OPV Property Prediction

Machine Learning models for predicting molecular properties of Organic Photovoltaics (OPVs) to accelerate the discovery of efficient and stable solar cell materials.

📋 Project Overview

This project develops predictive machine learning models to forecast critical molecular properties for Organic Photovoltaic (OPV) materials based solely on chemical structure (SMILES strings).
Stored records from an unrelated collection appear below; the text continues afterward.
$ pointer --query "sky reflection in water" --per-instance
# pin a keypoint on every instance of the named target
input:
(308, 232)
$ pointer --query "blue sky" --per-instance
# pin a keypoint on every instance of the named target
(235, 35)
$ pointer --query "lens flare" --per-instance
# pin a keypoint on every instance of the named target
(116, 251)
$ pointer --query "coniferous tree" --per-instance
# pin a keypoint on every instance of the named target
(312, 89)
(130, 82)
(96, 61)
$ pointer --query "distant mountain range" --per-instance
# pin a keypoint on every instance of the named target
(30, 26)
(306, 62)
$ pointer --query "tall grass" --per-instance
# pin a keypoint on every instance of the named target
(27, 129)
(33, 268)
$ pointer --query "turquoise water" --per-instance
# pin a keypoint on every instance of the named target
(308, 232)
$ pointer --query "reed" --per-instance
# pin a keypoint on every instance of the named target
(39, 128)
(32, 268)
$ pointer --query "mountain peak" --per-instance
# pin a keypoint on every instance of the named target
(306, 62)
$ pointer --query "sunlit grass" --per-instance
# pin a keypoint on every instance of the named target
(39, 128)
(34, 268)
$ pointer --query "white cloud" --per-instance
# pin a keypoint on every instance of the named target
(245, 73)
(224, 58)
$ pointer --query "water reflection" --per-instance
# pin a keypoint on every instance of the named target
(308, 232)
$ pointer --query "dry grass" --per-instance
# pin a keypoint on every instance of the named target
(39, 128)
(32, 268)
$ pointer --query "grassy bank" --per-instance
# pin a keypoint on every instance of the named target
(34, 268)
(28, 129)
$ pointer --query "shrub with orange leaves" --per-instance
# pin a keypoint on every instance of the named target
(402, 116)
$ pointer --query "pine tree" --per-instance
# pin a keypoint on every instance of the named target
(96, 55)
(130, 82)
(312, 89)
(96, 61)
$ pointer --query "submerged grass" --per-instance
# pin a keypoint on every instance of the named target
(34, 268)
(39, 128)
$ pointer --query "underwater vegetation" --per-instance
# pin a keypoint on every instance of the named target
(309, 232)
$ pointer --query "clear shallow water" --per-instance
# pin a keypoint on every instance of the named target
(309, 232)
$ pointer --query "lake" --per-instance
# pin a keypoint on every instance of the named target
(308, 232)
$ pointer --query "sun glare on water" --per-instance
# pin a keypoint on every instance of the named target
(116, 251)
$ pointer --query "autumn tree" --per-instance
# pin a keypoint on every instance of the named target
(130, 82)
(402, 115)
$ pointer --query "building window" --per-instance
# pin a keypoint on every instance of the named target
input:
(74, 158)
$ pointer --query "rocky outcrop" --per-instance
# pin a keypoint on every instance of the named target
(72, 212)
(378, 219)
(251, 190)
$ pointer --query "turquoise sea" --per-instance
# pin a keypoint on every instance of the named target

By enabling rapid computational screening of candidate molecules, this work accelerates material discovery and reduces the time and cost associated with laboratory synthesis and testing.

Key Objectives

Predict HOMO energy levels (Highest Occupied Molecular Orbital)
Predict LUMO energy levels (Lowest Unoccupied Molecular Orbital)
Classify molecular stability (Low, Medium, High)

Business Impact

Traditional material discovery requires weeks of laboratory work per molecule. These models enable:

Screening thousands of molecules in minutes
Focusing expensive lab resources on the most promising candidates
Understanding structure-property relationships for rational molecular design

🎯 Model Performance

Regression Models (HOMO & LUMO Prediction)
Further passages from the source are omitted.